Simplicity. No fancy thrills or sexy, seductive models, straight-to-the-point text works for me (and a lot of other people too). Sure those flashy Sephora e-mails are full of millions of products I'd like but one simple tweet about free shipping actually brings in a sale.
Other companies like sports teams are equally effective. It's always nice to see a quick reminder from my beloved Bruins letting me know that they've released more tickets at student prices and even nicer to see that Blake Wheeler uses the account so I get the sense the players are real and that they care about the fans.
I myself am constantly trying to come up with new ways to use Twitter to connect to fans for my internship. We advertise sales, tweet about current merchandise, and post trendy fashion stories. It may sounds pretty simple, but it's hard work! Looking for news that is relevant and important is hard, narrowing down stories worth reading or that are likely to be read are also difficult. Something I find even stranger is that with an application that's all about being concise, for a company that's even more important. If I want our followers to retweet and comment, I need to make sure that tweets are less than 100 characters to allow for this.

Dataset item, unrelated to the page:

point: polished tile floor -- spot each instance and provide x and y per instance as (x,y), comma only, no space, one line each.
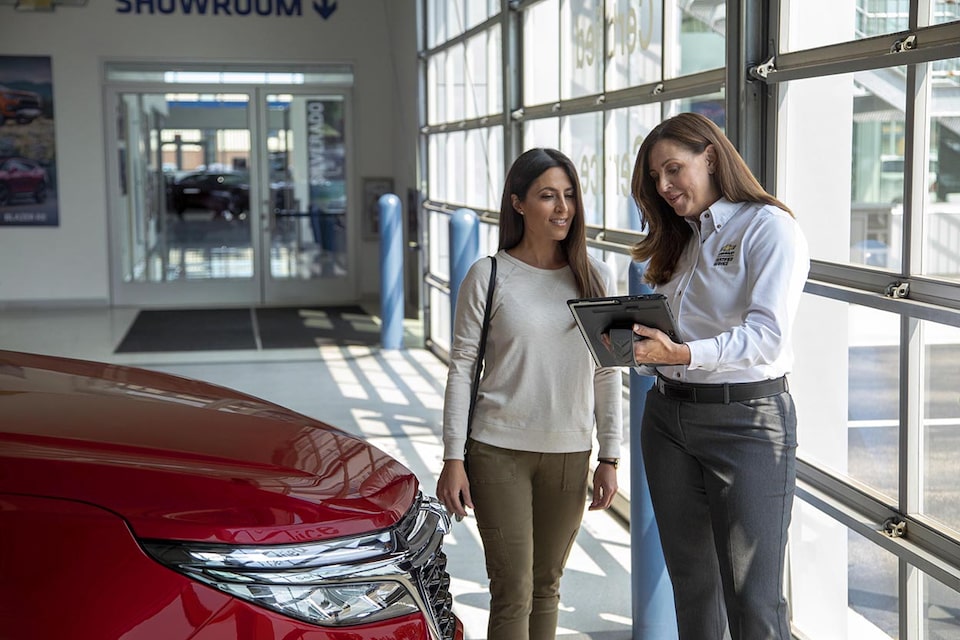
(392,398)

But when done well, this hard work pays off. In fact, our tweets about our Black Friday sales were a huge hit and over the last few months we've done a great job of building our brand. For a second hand designer store, we're making a name for ourselves as a fashion expert- up on all the latest trends. This isn't a store for clothes that no one wanted, it's a mecca for bargain hunting fashionistas, and thanks to Twitter, we're getting the word out.
Meanwhile, my own wallet is falling for all of it- makeup, sports tickets, clothing, half-price burritos- I'm buying it all. In a world where everyone is talking about tight budgets at Christmas, advertisers need to be creative. And they certainly are. In 140 characters or less at that.